Software & Data Management
The included CL-SU1w application provides full instrument control, real-time spectral visualization, batch analysis, and compliance reporting. It supports automated data logging synchronized with external triggers (e.g., shutter release or PLC pulse), enabling time-resolved studies of dynamic light sources. All raw spectral data (301-point spectra) are retained in native format and can be exported as ASCII text or Excel-compatible tables containing wavelength-indexed irradiance values, CIE XYZ tristimulus values, and calculated indices (Ra, R1–R15, TM-30 fidelity/saturation). The software enforces version-controlled configuration files, permits user-defined measurement templates (e.g., “LED binning protocol” or “display white-point verification”), and generates PDF summary reports with embedded spectral plots and pass/fail flags against user-set tolerances. No cloud dependency or subscription model is required—data remain fully under local administrative control.
Applications
- Photometric validation of backlight units (BLUs) and emissive displays per IEC 62341-6-3 and VESA DisplayHDR™ test specifications
- Color consistency auditing in LED manufacturing lines, including binning verification using Δuv and CRI thresholds
- Architectural lighting design verification—measuring horizontal/vertical illuminance, uniformity ratios (U1/U2), and spatial CCT distribution
- Medical device lighting compliance testing (e.g., surgical headlight output per IEC 60601-2-41)

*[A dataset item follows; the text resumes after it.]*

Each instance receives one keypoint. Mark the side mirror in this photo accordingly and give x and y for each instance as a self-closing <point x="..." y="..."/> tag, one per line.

- Photobiological safety pre-screening (IEC 62471) via spectral irradiance integration in UV-A (315–400 nm) and blue-light hazard (400–500 nm) bands
- Calibration transfer between integrating spheres and reference-grade spectroradiometers in metrology labs
FAQ
Does the CL-70F require annual recalibration to maintain stated accuracy?

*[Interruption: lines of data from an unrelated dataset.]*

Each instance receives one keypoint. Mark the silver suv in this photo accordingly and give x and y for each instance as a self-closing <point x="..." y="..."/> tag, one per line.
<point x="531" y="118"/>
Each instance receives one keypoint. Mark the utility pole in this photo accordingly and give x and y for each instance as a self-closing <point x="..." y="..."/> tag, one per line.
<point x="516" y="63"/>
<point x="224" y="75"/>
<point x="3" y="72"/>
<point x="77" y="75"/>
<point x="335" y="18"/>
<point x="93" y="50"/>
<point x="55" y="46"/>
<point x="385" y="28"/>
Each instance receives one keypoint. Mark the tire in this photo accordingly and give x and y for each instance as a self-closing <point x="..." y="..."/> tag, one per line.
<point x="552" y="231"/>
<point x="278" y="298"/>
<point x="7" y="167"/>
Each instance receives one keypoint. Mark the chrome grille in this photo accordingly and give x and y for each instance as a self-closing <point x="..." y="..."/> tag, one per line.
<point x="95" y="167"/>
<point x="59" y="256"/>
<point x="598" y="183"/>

Yes. Konica Minolta recommends traceable recalibration every 12 months at an authorized service center using NMIJ-traceable standards. Drift in spectral responsivity—particularly in the UV edge (<400 nm)—can exceed specification limits without periodic verification.

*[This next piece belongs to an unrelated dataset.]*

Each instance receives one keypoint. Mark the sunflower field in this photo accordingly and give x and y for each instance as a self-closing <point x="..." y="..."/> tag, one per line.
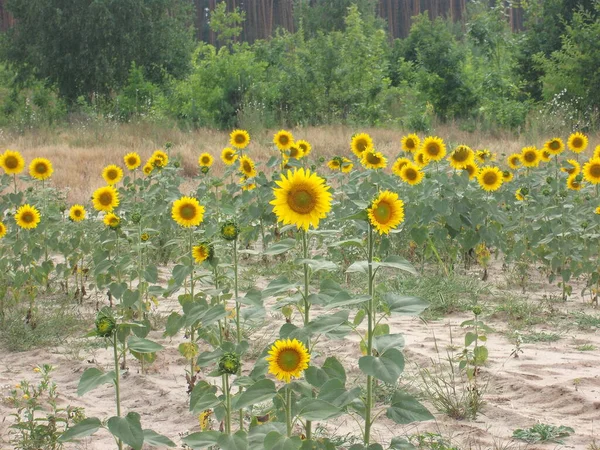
<point x="335" y="234"/>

Can the CL-70F measure pulsed LEDs with duty cycles below 1%?
It supports flash mode down to 1/500 s exposure (2 ms), but accurate energy integration requires stable pulse profiles. For sub-millisecond or irregular pulses, a dedicated flash photometer (e.g., CL-500A with high-speed trigger) is advised.
Is spectral data export compatible with third-party analysis tools like MATLAB or Python?
Yes. Raw .csv exports contain wavelength (nm) and spectral irradiance (µW/cm²·nm) columns with header metadata—directly ingestible by NumPy, Pandas, or MATLAB’s readmatrix().
What is the minimum illuminance required to compute CRI values?
Chromaticity calculations require ≥5 lx for stable xy coordinates; CRI computation is only enabled above 30 lx due to signal-to-noise constraints in the violet/blue region.
Does the rotatable probe affect measurement repeatability?
No—the probe’s rotation mechanism uses hardened steel detents with <0.5° angular hysteresis. Repeatability studies per ISO 5725-2 confirm <0.2% inter-position variation in Ev and <0.0005 in xy across five probe orientations at fixed geometry.